Ultra-ATA RAID provides compelling price/performance
Data-storage requirements of specific enterprise applications, which are often placed on dedicated servers, are exploding. The next generation of servers also sports extended PCI bus capabilities for greater I/O. Ultra-ATA disk technology brings down the cost of terabyte-class RAID storage arrays.
By Keith Walls
Conventional wisdom about disks puts Fibre Channel and Ultra2 SCSI at the top of the performance heap. Ultra ATA, the successor of IDE, is considered a relic of the desktop. Certainly Ultra ATA, with its master/slave configuration restrictions, is totally ill-suited for RAID on a high-end server. Why else would Fibre Channel and Ultra2 SCSI command a three-to-one premium in the cost per megabyte of drives?
Why, indeed? Traditionally, the answer has been that PC CPUs were just too anemic and underpowered to process all of the overhead needed to support a RAID configuration. This is especially true for RAID5, which requires the calculation of parity bits for redundancy on each write. As a result, SCSI-bus based hardware RAID controllers with considerable firepower were introduced to off-load the processing of RAID disks. A classic example of such a controller is the Dell Power Edge RAID Controller (PERC) with an Intel i960 CPU and a 32MB cache.
A lot has changed, however, in the past few years, that makes that analysis suspect. First off, there has been the explosion in CPU power. First the Pentium Pro, then the Pentium II, and now the Xeon chip have doubled and redoubled the processing power found in the original Pentium-based PCs. This leaves plenty of headroom for handling RAID. Even at the very high-end, the X/ORAID Module used by Box Hill, which produced a throughput of just over 100MBps, is a software-based RAID solution.
The second factor changing the face of RAID is the precipitous drop in disk-storage costs. The idea behind RAID is first to gain performance by spreading data across as many drive spindles as possible to increase throughput, and second to add extra bits to gain a measure of redundancy at minimal extra cost.
The most cost-effective way to do this is with RAID5, which adds a parity bit on each write. This scheme provides the lowest storage overhead--just 1/nth of the data for n drives is overhead.

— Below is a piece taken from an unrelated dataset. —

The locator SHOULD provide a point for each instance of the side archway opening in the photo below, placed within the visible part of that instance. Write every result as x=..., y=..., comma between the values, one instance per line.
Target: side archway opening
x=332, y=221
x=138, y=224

This scheme allows any one of the n drives to fail and the system will continue. The overhead of calculating and writing those extra bits, however, is horrific. With the price of disks now down to pennies per megabyte, an alternative called RAID10 is becoming popular. In this scheme, each disk is first mirrored (RAID1) to a second disk and then all of the mirrored pairs are grouped and data is striped (RAID0) across the new logical volume. Mirroring provides redundancy, so now any one member of any pair can fail--50% of the disks--and striping provides the multispindle performance boost. Better yet, there are no parity bits to calculate.

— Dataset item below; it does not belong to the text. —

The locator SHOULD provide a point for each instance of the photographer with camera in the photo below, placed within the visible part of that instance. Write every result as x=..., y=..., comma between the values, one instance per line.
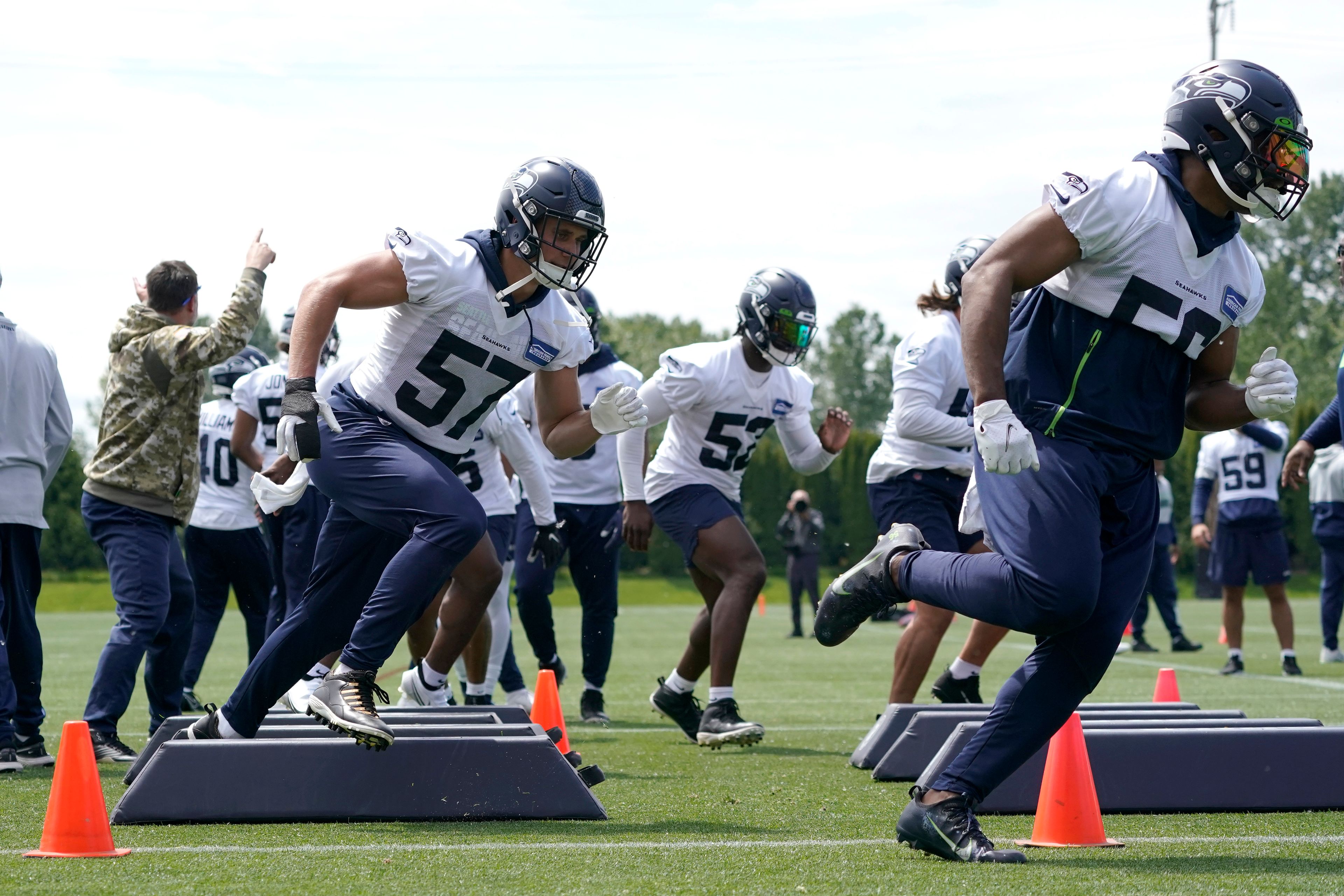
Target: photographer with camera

The third change factor is the evolution of the PCI bus in PCs. Now pushing data at a burst rate of 132MBps, new servers are coming with multiple PCI buses as the standard configuration--including the latest iteration, a 64-bit wide PCI bus. So with RAID10, the new bottleneck is clearly the I/O connection to the PCI bus. In the case of Ultra SCSI, that limitation is 40MBps. Even the new Ultra2 SCSI at 80MBps throttles the PCI bus by a factor of 60%. And if you are not using the incredible connectivity of Fibre Channel to place multiple CPU nodes on an arbitrated loop, then you are throttling the PCI bus for no advantage.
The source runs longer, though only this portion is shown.